The implications of this research reach beyond its relevance to Occam's razor. The post-processor appears to have practical utility in increasing the quality of inferred decision trees. However, if the objective of the research were to improve predictive accuracy rather than to discredit the Occam thesis, the post-processor would be modified in a number of ways.
The first modification would be to enable the addition of multiple partitions at a single leaf from the original tree. C4.5X selects only the single modification for which there is the maximum support. This design decision originated from a desire to minimize the likelihood of performing modifications that will decrease accuracy. In principle, however, it would appear desirable to select all modifications for which there is strong support, each of which could then be inserted into the tree in order of level of supporting evidence.
Even greater increases in accuracy might be expected if one removed the constraint that the post-processing should not alter the performance of the decision tree with respect to the training set. In this case, new partitions may well be found that employ objects from other regions of the instance space to provide evidence in support of adding partitions that correct misclassifications of small numbers of objects at a leaf node from the original tree. The similarity assumption would provide strong evidence for such repartitioning. Such a situation would occur, for example, with respect to the learning problem illustrated in Figure 1, if there was an additional object of class - with attribute values A=2 and B=9. This is illustrated in Figure 3. In this case C4.5 would still create the indicated partitions. However, C4.5X would be unable to relabel the area containing the additional object due to the constraint that it not alter the performance of the original decision tree with respect to the training set. Thus the addition of the object prevents C4.5X from relabeling the shaded region even though, on the basis of the similarity assumption, it improves the evidence in support of that relabeling.

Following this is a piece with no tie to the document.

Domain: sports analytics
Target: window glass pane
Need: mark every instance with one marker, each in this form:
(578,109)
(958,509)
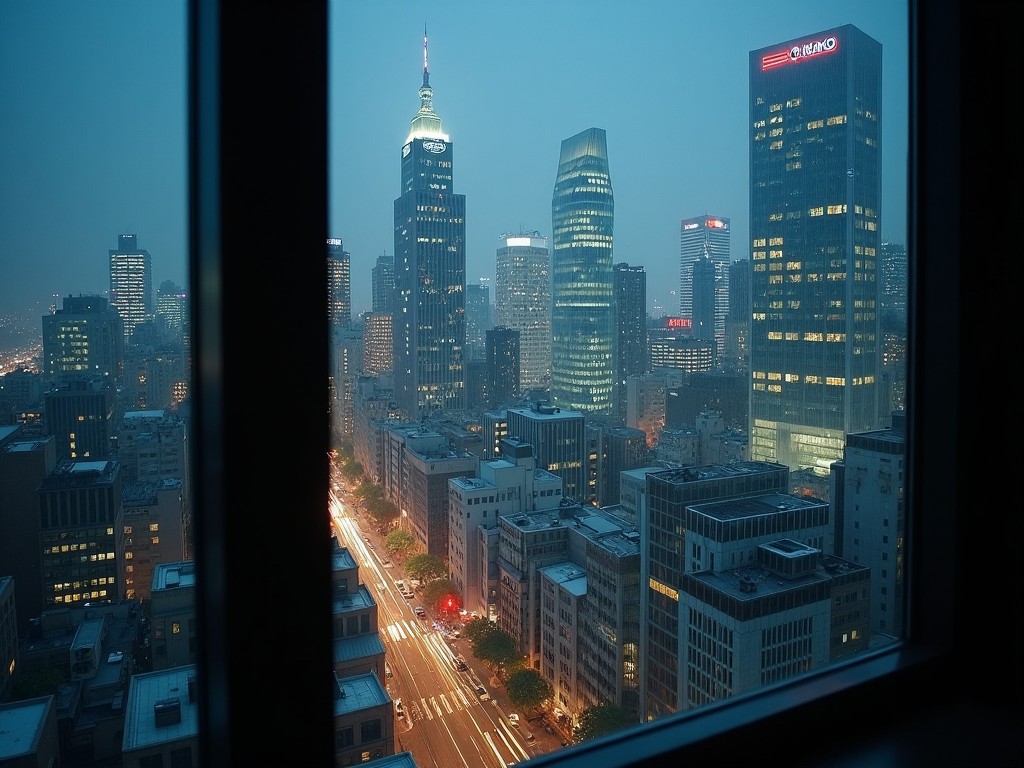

Figure 3: Modified simple instance space
Such an extended post-processor would encourage the following model of inductive inference of decision trees. The role of C4.5 (or a similar system) would be to identify clusters of objects within the instance space that should be grouped under a single leaf node. A second stage would then analyze regions of the instance space that lie outside those clusters in order to allocate classes to those regions. Current decision tree learners, motivated by the Occam thesis, ignore this second stage, leaving regions outside the identified clusters associated with whatever classes have been assigned to them as a by-product of the cluster identification process.